Sex and the Constitution also doesn’t address the consequences of slavery, segregation, and racism for the sexual freedom of black Americans. While focusing on the laws and mores governing the sexual behavior of white residents in the colonies and in antebellum America in relative detail, Stone performs no such examination of the very different set of laws and mores that applied to enslaved people, who were often subject to forced reproduction, forced marriage, forced separation, and sexual assault, all with no legal recourse, since they were treated as nonpersons under the law. 


The framers chose to enshrine slavery in the Constitution, in the three-fifths compromise and elsewhere, and the denial of rights—including sexual and reproductive rights—to enslaved people was very much a constitutional issue. This denial and its effects on American law and politics, many feel to this day, are central to the larger historical argument at the heart of Stone’s project in Sex and the Constitution, and so it is unfortunate that he fails to include them. 

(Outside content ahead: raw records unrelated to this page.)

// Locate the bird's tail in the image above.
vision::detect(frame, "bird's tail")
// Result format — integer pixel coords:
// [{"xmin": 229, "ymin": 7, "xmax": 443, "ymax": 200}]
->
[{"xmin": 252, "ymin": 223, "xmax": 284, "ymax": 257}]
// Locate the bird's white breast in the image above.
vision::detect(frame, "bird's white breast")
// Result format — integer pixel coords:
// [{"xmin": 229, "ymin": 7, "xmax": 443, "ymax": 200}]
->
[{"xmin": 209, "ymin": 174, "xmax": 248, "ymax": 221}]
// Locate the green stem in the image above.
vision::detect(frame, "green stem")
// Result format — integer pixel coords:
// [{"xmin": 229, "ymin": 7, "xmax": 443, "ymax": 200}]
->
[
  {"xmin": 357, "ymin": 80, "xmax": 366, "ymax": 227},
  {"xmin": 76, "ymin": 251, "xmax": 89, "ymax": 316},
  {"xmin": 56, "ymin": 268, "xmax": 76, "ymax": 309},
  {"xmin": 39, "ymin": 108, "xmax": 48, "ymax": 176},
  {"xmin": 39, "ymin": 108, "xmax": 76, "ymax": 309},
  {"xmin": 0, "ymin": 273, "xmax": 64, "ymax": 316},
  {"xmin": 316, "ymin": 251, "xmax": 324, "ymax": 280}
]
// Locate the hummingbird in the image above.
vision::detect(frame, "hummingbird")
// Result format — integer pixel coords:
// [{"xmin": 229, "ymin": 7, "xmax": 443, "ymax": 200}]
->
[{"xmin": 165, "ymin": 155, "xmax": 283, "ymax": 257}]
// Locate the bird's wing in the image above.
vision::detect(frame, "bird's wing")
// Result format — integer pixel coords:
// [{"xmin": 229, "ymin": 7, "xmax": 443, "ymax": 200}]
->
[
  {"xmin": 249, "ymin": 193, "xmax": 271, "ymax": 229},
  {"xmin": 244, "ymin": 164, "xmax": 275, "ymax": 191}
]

Despite these shortcomings, Stone’s book remains a powerful reminder that history doesn’t always progress as we might wish—and that it takes years of collective action and public agitation to transform American society. In a 2013 review of Tony Judt’s Postwar, Ta-Nehisi Coates wrote, “I don’t believe the arc of the universe bends towards justice. I think that those of us who reject divinity, who understand that there is no order, there is no arc…will understand that the only work that will matter, will be the work done by us.” Sex and the Constitution may not honor the work of all of the Americans who have fought for sexual and reproductive freedom. But it does offer an implicit refutation of the idea that if we just wait, our country will right itself on its own.